Even though Jonathan Demme was in his still-cranking-exploitation-fare-for-Roger-Corman days, 1975's dysfunctional family crime comedy/drama CRAZY MAMA is a nice primer of the director's strong visual sense, one that would serve him for many years to come.  Fine use of locations.  Deft orchestration of action scenes.  Zippy style throughout.  What is most noticeable about this picture is its energy.  Nearly every frame is crammed with frenetic activity: the expected shootouts and chases, but also some fairly complex physicality by the actors.  Not always just straight slapstick.

The disparate group that comes together in a pursuit from California to Arkansas in the late 1950s all get nice showcases.  The actors' interactions feel completely natural; they were obviously very comfortable with their director, who allows wild, spontaneous behavior to alternate with more reflective moments.  Cloris Leachman, Ann Southern, and Linda Purl play three generations of the Stokes family, each repeating their matriarch's feistiness in all manner of living, especially when it comes to men.  Southern plays the eldest, a firebrand called Sheba who will hold the family name with honor, right to the bitter end.  Cheryl (Purl) is the youngest, tagging along the lovesick father of her unborn baby and a very laid back greaser she meets in Vegas.  Leachman is Melba, the middle aged beauty parlor owner who finds it repossessed, prompting the journey back East to her childhood home, shown in the prologue to have been the scene of her father's death at the hands of the police, who came to collect back payments on the land.  Funny thing, that history.

Stuart Whitman is on hand as Jim Bob, a gambler Melba marries in a quickie Vegas wedding, even though he's got a wife back in Texas.  Fans of Happy Days will enjoy Donn(y) Most as Cheryl's baby daddy, yet more or less playing the same role as he did on the beloved television show.  Fans of Mr.
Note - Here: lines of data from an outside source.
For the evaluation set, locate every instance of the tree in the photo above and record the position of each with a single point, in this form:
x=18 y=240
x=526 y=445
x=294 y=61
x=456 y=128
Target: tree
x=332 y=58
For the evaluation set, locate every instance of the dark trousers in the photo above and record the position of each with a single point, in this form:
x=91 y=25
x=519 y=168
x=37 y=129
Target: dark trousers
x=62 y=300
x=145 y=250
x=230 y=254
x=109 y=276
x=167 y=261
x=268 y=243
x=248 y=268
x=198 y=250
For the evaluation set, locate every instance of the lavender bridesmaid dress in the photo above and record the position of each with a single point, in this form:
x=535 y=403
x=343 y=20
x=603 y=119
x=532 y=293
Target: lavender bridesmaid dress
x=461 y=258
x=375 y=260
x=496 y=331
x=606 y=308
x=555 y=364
Magoo and Gilligan's Island will be tickled by Jim Backus' brief but memorable turn as the landlord who finds his automobile and dignity stolen at the beginning of the movie.  Both actors have very distinctive personalities and voices.  Demme, in a commentary track shared with Corman, has kind words for them.  Of Southern, he describes the legendary actress and former model as "tough."

Listening to the director and his old mentor makes this fun movie even moreso, especially as they reveal the little tricks to spice up their PG-rated product, including having Leachman hold a box high enough to push up her ample bosom.  Sorry fans, no nude scenes for her, though there are a few glimpses of Purl in a bathroom. CRAZY MAMA is far less sleazy and lurid than most New World productions, and that's part of its charm.  It's (mostly) good clean fun, with implications of a menage a trois and the more gruesome elements of gunfight bloodletting left to the viewer's imagination.  There's also a surprisingly comprehensive soundtrack of 1950's jukebox ditties:  novelty songs and ballads alike.  And you have to love those Brylcreem signs.

The cast is fine, but for me what makes CRAZY MAMA a true little gem is Demme's punch.  Gentle, nuanced, yet appropriately rowdy.  That he takes time for the characters to pause in a graveyard and earlier, to "shout" their departed into heaven (a wonderful scene) reveals that the director, working from a thoughtful script by Robert Thom, had far more on his mind than T & A.